最近嵌っているコージー・ミステリは女性を読者対象にした物語です。この方面にのめり込んでもいけないので(←別にいけないことはない)バランスをとろうと、男性読者が多そうな椎名誠さんの最近作を読んでみました。今は無き国分寺書店を知っているので、『さらば国分寺書店のオババ』から何作かは読んだ覚えがあるのですが、あまりの多作と多動についていけず、ずっとご無沙汰していたシーナさんです。
昭和30年代。千葉の田舎町に住む小学校五年生の五人の少年の、一年間の物語。各章の題名になっている野草は、オニユラシ タマセンカズラ アレチノカヤツリ ナガバカソウ ウワバミソウ アワコガネギク スズメノテッポウ ハマボウフウ。でもはじめの四つは、いかにもありそうな名前ですが、俗名なのか、正式名称としては実在しない名前のようです。
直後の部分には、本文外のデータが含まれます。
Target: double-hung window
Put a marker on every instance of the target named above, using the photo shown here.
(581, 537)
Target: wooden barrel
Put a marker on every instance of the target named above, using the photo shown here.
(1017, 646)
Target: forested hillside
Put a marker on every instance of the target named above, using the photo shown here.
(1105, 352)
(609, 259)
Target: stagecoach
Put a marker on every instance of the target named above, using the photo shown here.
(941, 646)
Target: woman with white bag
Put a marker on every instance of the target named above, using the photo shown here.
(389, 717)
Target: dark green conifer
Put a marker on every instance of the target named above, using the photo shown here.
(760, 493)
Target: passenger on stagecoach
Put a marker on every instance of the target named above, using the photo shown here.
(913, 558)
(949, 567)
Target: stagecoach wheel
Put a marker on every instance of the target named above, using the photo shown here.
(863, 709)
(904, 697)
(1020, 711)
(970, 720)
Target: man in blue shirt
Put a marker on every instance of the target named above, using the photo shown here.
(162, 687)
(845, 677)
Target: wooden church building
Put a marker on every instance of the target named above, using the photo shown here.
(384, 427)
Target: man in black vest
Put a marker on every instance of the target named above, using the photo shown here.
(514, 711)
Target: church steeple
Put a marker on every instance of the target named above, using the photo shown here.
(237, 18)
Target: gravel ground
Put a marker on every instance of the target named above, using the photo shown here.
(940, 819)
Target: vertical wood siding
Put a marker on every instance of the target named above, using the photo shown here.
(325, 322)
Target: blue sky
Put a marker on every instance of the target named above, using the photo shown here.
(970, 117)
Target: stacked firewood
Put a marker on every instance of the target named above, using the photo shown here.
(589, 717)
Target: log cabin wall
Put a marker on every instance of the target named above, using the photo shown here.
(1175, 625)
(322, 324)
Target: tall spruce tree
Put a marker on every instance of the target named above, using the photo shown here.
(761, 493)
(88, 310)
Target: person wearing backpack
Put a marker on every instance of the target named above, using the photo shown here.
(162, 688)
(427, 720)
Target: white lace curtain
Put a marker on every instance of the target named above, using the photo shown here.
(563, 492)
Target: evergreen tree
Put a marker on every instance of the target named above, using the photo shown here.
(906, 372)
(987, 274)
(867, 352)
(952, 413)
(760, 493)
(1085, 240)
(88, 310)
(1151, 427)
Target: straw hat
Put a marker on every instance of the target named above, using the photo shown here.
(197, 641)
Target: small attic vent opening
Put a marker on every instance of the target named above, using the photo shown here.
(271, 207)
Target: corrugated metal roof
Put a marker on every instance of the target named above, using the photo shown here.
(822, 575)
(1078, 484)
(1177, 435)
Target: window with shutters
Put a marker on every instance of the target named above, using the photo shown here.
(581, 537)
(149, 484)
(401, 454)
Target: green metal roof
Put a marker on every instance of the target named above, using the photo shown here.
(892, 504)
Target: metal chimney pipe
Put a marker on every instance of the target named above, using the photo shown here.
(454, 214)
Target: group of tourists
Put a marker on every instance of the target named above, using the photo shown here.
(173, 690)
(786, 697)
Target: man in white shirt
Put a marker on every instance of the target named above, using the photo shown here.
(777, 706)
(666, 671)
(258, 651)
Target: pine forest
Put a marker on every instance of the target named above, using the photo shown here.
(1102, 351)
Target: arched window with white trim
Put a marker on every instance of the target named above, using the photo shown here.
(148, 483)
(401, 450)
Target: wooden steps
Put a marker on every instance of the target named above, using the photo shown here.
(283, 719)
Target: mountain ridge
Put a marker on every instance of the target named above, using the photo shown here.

夏休みには学校で禁止された川の上流を探検してあやしげな飛行研究家と出会い、自治消防団の兄貴たちに怪談で脅かされ、三分でできるチキンラーメンを初めて食べ、廃村で里芋を掘って食べ、捕ったザリガニを焼く。山にも川にも海にも生き物が満ち溢れている。近所の大人たちが、少年たちにきちんと向き合ってくれる。50代になった主人公たちの再会がまたいいんです。昭和レトロ版スタンドバイミーっていう感じです。